JACKSONPORT, Ark. (AP) - With many community doctors, and their medical supplies, pressed into military service, along with river embargoes cutting off replenishments, Civil War era women of the South were often hard-pressed to provide care for their families at home.
As a result they turned to sources utilized for centuries by European ancestors and Native Americans alike - they used plants and herbs found nearby.
Jacksonport State Park Interpreter Vicki Schoeneweis told The Batesville Daily Guard (https://bit.ly/23ZohqN ) that she regularly uses home-grown herbs and plants, made into compounds and teas, for many common ailments with remarkable success.
A lot of this success is credited with a 200-page, 1859-era medical book given to her by a descendent of Mary Elizabeth Moore-Carrigan who lived in Arkansas during the Civil War.
“She came to Arkansas from North Carolina in 1855 and lived in Hempstead County with her husband, Alfred Holt Carrigan,” Schoeneweis said. “There was much grief and suffering because so many of her family members were being killed in battle, so she used a homemade mood enhancer from rose petals, a fore-runner of modern day antidepressants.”
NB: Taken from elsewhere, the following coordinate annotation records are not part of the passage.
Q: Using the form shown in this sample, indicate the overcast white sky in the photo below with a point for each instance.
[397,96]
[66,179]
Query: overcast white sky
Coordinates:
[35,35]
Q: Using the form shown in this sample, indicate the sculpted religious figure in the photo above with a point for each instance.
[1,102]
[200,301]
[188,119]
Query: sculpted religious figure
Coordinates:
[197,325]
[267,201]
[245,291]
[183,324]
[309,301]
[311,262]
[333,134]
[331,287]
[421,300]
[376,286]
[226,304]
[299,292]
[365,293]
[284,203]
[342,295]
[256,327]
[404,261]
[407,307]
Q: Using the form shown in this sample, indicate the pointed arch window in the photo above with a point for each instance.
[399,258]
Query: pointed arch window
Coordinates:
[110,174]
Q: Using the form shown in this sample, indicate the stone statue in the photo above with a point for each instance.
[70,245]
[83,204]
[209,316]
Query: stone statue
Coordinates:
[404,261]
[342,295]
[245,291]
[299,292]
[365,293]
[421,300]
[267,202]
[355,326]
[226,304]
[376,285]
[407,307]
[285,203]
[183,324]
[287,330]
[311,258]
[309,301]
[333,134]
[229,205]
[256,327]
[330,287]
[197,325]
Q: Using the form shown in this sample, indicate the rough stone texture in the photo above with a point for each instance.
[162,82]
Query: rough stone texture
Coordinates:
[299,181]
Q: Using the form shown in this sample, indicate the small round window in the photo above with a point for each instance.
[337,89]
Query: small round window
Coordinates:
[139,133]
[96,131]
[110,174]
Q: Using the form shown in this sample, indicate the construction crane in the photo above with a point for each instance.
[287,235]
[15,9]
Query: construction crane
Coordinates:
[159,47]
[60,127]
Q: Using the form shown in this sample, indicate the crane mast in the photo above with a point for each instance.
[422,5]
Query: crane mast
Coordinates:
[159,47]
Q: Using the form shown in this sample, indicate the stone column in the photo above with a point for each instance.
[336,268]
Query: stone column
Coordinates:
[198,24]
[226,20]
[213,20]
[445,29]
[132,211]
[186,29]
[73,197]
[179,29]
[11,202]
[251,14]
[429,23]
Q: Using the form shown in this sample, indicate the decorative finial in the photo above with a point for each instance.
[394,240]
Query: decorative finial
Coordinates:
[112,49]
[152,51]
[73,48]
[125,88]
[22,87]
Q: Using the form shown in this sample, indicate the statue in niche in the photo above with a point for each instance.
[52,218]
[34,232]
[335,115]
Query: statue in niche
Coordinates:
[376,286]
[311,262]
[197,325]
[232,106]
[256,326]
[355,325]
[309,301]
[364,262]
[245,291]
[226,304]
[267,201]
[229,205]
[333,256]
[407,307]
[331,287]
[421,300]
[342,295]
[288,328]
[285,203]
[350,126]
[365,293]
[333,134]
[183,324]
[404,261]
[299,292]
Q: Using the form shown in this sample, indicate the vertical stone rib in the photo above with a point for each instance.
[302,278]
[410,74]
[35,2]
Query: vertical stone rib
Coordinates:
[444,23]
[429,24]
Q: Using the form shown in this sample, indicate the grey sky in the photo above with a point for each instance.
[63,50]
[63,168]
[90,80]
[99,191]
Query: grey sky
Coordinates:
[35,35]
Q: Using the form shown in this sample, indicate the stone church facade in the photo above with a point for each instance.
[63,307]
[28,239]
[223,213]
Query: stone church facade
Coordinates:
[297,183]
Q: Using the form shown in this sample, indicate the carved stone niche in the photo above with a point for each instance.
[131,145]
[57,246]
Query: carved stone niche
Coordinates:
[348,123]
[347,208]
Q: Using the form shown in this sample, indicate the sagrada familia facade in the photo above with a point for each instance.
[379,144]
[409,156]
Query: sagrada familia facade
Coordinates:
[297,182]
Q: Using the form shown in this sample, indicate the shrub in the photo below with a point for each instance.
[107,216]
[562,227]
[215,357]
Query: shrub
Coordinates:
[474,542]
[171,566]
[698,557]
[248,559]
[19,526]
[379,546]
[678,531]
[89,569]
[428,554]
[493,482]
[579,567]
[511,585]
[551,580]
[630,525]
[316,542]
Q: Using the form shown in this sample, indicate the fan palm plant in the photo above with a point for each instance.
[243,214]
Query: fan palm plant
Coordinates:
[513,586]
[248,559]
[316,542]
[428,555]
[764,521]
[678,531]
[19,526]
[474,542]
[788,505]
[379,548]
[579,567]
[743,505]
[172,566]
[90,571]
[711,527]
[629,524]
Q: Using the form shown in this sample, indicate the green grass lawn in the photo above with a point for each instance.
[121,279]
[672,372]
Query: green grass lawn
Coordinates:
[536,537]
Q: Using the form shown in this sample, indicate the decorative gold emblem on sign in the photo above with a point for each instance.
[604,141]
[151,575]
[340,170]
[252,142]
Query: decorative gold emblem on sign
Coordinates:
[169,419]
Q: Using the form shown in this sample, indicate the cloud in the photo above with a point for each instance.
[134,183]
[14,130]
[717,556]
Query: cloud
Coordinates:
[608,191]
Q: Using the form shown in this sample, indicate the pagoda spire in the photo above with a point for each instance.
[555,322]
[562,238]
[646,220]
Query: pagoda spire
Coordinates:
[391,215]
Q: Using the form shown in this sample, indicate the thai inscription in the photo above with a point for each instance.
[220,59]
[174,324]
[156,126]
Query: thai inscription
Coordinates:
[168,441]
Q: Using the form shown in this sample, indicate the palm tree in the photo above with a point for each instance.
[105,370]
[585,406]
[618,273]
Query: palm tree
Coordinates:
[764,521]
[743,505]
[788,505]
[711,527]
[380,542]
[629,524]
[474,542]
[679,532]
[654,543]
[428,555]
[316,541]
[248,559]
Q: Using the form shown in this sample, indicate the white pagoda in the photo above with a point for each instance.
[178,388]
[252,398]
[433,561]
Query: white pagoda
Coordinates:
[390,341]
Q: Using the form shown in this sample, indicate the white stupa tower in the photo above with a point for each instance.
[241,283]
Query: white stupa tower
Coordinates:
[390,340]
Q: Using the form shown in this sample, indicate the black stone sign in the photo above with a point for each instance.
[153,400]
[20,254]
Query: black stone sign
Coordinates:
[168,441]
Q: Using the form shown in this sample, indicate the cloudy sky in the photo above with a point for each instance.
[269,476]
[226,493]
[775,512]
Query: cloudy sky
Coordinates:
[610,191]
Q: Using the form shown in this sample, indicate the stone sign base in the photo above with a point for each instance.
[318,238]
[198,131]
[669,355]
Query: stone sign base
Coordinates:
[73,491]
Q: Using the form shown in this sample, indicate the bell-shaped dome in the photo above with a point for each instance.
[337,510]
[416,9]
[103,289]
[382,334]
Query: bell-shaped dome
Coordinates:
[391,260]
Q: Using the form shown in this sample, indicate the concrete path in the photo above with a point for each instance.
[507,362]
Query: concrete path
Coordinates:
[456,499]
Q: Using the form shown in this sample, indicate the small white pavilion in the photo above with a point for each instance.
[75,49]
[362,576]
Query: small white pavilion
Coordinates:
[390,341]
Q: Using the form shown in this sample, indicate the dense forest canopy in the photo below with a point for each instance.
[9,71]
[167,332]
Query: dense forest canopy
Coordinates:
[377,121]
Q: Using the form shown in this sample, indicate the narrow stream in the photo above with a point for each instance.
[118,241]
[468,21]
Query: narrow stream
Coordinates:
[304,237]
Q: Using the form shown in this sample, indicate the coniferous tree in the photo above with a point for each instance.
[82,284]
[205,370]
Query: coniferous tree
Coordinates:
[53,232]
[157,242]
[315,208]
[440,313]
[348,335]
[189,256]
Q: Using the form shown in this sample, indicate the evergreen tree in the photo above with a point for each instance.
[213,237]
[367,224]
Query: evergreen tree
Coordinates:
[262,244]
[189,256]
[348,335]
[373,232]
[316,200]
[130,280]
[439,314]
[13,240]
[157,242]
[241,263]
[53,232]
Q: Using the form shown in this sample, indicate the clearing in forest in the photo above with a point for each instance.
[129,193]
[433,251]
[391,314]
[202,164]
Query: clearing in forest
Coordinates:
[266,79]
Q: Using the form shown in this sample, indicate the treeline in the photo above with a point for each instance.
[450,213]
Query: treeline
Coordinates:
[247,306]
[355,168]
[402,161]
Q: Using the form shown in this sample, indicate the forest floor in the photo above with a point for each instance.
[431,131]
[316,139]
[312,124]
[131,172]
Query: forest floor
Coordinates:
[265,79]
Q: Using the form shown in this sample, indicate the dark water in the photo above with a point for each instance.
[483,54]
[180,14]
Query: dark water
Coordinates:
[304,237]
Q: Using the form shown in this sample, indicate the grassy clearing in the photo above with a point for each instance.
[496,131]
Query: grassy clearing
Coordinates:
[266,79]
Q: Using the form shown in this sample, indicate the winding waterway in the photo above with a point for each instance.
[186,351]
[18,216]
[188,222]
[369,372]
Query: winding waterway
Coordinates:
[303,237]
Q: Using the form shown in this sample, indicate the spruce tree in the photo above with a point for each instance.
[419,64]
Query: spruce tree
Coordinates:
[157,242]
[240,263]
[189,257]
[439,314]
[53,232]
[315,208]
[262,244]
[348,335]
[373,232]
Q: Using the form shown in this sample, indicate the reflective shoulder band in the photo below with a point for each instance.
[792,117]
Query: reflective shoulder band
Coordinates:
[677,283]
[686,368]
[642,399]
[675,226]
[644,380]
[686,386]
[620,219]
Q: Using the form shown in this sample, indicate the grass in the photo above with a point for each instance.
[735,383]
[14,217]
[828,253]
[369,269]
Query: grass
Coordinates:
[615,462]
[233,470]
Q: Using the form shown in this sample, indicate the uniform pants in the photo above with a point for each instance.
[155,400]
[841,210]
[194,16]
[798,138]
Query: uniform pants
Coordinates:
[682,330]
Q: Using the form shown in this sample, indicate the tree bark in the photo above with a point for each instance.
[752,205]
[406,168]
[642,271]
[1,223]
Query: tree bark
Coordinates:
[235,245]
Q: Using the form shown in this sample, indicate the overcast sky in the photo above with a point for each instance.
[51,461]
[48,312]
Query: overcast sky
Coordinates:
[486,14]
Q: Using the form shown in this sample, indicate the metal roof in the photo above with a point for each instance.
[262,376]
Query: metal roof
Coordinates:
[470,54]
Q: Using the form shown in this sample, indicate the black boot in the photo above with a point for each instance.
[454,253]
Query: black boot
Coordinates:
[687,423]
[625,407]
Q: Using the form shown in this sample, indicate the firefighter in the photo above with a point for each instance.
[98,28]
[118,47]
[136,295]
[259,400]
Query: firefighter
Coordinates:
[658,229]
The tea is still used today for its calming effect, according to Schoeneweis.
“When used for medicinal purposes, highly scented rose petals are required,” she said. “Hybrids and a lot of other types won’t work.”
Another herbal tea remedy from that era, and still used in today’s society for many minor ailments, is tincture of passionflower.
“It’s used to treat exhaustion, muscle cramps, tension headaches and lowers the heart rate and blood pressure,” she said. “It also has a calming affect that helps you to sleep.”
Medicinal flowers and herbs used during the Civil War era and beyond grow wild across Arkansas, according to Schoeneweis.
“Back in the 19th century people thought many diseases came from bad air, so they used assafoetida bags to ward off illness,” Schoeneweis said. “It came in a powder form and was placed in a small muslin bag with a string on it that went around the neck. You may know it as an ‘assafidity bag.’ In fact you may have worn one when you were a kid.”
Assafoetida has the odor of rotten eggs and minced garlic and can be used for cooking, according to Schoeneweis.
“Can you imagine wearing that to school around your friends all day?” she asked. “Lots of people along rivers died of malaria because they didn’t have quinine medicine.”
“Confederate money was worth little at that time, so Mary (Carrigan) took a wagon load of watermelons to town and sold it for $400 (Confederate), but the quinine cost $560.”
“Mary learned to make her own quinine from magnolia tree bark, as well as a few others, and was able to protect her family from malaria,” Schoeneweis said.
As park interpreter at Jacksonport, Schoeneweis said she sometimes dresses in period clothing and displays her “medicine kit” while presenting her medicinal herb/flower program for visitors.